It is a concert hall built around the turn of the century–XIX to XX, that is. It is domed and splendid, white marble and black metal windows and lamps. There’s a small park in front of it with four interesting statues at its four corners. These statues are each composed of three figures. The highest figure is male and is aspiring higher with sight and gesture. He rides a leaping pegasus and beside them is the female figure, somehow caught up in the rising action. They’re wildly romantic statues, it seems to me, allegorical of art and soaring beyond. Beauty mediates transcendence, they suggest, in raptures. They are detailed too: you can see the wrinkles on the sole of the female figure’s arched foot.
Speaking of romanticism, the adjacent central park with shady walks and many elaborate fountains has all kinds of statuary, but the one nearest the palace of fine arts is to Beethoven. Nothing cold-souled or miserably calculating about the approach to great music here; none of this be not too wildly enamored of the far! The motto seems to be further up and further in with din and puissance.
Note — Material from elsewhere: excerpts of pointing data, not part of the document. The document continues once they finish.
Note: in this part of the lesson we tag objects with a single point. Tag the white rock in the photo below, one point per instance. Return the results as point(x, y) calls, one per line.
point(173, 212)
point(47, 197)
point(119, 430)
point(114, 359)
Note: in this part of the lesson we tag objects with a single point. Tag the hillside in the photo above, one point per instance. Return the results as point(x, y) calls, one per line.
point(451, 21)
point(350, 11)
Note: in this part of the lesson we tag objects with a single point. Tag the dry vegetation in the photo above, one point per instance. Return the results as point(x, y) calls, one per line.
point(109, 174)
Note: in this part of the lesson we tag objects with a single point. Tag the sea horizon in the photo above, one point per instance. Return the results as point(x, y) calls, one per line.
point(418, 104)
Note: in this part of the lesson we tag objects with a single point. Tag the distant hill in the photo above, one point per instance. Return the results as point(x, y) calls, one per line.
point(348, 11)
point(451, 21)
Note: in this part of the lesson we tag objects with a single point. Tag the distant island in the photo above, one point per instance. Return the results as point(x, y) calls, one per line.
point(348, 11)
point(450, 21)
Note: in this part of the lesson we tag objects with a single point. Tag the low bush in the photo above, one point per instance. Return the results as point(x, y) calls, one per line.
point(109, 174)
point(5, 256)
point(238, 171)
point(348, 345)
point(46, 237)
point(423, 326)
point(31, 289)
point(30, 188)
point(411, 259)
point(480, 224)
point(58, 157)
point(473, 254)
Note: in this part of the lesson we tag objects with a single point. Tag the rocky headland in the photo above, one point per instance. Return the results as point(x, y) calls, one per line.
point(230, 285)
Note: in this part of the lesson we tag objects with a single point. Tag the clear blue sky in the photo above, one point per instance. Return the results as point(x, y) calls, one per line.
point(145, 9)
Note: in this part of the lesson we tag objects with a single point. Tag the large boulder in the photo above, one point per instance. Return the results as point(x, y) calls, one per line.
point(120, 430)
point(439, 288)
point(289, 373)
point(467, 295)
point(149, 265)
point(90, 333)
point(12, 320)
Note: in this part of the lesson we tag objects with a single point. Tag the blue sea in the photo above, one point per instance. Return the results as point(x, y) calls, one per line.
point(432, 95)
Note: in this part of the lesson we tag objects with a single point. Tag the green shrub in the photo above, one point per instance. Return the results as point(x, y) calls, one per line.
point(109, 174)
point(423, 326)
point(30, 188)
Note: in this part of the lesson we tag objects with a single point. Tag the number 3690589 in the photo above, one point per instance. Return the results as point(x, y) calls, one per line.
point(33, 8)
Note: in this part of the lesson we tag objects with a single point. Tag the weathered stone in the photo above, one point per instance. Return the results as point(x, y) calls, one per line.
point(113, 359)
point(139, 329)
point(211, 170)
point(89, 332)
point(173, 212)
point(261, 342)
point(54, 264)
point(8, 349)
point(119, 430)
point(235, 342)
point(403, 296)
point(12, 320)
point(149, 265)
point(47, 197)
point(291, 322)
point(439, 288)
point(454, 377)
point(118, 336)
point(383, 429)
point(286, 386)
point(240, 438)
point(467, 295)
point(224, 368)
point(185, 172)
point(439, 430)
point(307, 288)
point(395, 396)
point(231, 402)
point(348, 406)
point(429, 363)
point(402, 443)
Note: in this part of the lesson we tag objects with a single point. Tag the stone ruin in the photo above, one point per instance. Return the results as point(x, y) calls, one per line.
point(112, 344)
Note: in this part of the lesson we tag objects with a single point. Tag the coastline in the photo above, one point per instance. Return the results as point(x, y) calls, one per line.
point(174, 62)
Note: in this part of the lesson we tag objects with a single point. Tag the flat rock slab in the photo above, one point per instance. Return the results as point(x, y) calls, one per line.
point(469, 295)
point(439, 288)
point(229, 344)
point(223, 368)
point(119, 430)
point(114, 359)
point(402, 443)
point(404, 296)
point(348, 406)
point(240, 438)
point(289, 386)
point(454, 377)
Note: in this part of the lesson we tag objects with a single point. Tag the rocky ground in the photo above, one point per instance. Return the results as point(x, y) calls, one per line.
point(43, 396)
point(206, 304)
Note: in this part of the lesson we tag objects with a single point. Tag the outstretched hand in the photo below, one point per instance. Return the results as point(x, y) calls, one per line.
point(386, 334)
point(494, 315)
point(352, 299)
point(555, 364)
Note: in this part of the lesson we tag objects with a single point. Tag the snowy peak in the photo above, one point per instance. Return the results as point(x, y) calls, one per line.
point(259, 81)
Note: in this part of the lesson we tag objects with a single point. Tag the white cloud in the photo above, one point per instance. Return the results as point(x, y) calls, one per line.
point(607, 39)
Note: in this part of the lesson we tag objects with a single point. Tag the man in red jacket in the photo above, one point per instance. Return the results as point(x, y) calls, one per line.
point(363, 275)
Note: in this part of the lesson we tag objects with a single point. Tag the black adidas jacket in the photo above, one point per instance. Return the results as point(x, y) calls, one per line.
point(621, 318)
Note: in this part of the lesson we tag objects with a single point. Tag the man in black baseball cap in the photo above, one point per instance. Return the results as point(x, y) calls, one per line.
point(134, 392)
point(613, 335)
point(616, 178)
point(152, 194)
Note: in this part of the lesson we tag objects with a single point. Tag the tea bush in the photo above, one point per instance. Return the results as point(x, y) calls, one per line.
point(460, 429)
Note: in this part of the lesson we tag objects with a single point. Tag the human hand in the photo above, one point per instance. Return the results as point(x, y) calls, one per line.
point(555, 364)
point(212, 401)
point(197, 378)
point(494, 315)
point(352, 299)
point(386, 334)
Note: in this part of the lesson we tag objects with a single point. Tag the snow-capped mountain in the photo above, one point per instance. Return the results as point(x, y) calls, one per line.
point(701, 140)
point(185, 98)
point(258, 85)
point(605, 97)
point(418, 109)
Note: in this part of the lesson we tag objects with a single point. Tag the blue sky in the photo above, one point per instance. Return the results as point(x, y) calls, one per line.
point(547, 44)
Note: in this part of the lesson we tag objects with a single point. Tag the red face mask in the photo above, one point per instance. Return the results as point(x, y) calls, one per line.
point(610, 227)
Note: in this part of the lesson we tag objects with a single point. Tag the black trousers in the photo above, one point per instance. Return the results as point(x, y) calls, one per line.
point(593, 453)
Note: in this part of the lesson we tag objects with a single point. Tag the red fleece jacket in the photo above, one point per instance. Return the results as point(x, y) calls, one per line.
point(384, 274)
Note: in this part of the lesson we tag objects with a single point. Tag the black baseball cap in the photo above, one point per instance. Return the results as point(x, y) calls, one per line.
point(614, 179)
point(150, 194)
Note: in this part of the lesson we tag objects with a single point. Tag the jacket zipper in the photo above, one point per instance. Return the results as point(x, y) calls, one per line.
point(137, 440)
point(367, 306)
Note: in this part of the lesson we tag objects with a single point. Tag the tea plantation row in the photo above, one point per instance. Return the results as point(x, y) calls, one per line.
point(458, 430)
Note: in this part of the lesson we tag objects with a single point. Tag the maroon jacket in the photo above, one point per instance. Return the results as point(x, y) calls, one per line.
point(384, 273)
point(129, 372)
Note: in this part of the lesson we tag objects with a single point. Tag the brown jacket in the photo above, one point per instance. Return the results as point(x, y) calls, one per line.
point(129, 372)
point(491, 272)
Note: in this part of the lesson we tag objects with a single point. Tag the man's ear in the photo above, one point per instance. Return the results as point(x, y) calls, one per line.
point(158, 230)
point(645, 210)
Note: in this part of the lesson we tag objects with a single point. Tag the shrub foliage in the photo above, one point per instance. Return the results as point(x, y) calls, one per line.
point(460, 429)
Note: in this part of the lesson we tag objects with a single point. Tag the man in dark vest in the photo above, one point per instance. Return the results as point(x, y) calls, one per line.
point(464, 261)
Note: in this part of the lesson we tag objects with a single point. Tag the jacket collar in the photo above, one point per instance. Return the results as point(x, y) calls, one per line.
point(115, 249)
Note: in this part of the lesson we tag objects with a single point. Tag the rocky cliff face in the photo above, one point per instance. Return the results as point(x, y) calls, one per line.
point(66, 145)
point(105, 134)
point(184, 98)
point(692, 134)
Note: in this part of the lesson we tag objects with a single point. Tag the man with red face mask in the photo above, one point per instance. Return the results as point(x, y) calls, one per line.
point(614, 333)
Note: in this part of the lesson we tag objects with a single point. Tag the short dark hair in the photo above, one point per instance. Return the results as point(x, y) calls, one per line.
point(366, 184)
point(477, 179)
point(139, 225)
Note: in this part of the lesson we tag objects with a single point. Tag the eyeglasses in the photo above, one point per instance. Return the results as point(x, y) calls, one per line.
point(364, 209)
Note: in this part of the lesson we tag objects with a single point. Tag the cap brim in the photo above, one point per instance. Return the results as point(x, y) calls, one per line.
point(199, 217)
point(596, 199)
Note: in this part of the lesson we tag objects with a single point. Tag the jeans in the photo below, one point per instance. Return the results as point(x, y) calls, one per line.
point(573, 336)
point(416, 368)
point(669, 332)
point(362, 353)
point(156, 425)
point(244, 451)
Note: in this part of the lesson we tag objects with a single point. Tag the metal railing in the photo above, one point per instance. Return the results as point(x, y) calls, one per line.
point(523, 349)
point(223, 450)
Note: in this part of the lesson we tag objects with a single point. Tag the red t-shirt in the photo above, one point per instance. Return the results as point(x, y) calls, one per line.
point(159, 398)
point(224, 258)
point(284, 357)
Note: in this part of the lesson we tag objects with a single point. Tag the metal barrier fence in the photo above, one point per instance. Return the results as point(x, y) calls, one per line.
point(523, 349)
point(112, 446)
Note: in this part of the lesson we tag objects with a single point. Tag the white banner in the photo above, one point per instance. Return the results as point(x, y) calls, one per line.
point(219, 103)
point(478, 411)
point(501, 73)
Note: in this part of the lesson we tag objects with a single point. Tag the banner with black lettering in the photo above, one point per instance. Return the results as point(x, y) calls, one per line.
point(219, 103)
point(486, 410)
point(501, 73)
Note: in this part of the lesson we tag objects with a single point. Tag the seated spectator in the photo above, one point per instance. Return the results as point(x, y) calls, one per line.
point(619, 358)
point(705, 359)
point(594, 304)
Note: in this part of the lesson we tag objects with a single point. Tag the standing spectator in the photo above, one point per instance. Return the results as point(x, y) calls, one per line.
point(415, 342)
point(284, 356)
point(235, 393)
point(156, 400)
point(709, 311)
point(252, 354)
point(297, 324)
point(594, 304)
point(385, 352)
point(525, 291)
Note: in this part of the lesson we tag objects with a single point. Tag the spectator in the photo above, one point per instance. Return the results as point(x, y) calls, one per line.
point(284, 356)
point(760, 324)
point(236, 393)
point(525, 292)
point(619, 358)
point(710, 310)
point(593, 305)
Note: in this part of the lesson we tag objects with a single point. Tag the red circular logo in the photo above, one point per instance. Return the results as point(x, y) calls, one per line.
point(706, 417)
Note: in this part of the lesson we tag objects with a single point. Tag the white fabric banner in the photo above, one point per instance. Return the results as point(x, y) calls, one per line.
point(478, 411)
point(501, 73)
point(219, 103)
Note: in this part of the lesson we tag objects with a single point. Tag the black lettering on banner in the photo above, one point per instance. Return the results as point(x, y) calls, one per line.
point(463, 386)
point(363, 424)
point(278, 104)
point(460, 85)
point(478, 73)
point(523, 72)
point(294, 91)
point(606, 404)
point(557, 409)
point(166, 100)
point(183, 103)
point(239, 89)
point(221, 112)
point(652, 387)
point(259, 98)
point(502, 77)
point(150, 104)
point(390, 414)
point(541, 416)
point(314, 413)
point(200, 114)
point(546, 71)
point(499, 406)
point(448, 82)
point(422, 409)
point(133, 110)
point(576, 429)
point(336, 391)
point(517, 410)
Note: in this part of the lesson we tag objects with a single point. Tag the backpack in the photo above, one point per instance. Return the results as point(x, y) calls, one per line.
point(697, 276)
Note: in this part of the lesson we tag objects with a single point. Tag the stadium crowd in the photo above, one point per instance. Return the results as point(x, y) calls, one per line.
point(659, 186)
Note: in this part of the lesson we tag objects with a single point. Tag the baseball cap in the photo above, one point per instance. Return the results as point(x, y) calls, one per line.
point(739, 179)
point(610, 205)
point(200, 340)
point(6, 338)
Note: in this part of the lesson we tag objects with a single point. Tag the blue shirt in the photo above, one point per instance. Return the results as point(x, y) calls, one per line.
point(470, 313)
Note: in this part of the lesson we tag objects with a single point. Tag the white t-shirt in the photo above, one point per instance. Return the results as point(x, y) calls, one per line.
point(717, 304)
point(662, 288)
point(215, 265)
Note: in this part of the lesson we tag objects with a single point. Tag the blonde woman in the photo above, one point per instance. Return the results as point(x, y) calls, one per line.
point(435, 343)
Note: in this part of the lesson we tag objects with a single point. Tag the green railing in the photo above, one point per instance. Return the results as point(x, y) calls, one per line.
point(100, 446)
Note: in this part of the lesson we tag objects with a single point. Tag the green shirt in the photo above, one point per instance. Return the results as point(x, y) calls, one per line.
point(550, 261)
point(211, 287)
The rectangular palace culminates at the front with an oval dome high above stairs, entryways, columns, balconies, the triangular part crowning the facade the name of which eludes me, and which has two semi domes flanking it below. The dome is culminated in black metal with standing figures, a ball above them, and the top surmounted by the eagle and serpent of the lore of the city’s founding. The domes have coppery tiles, deep orange near the top and fading to pale yellow at the bottom, a striking thing. They had to set this dome apart, I guess, because there are so many church domes with their cupolas and the twin bell towers poking up all around. Though the palace could swallow three of the nearby churches.
I remember its interior from of old. A fitting place where artistic endeavor has been valid.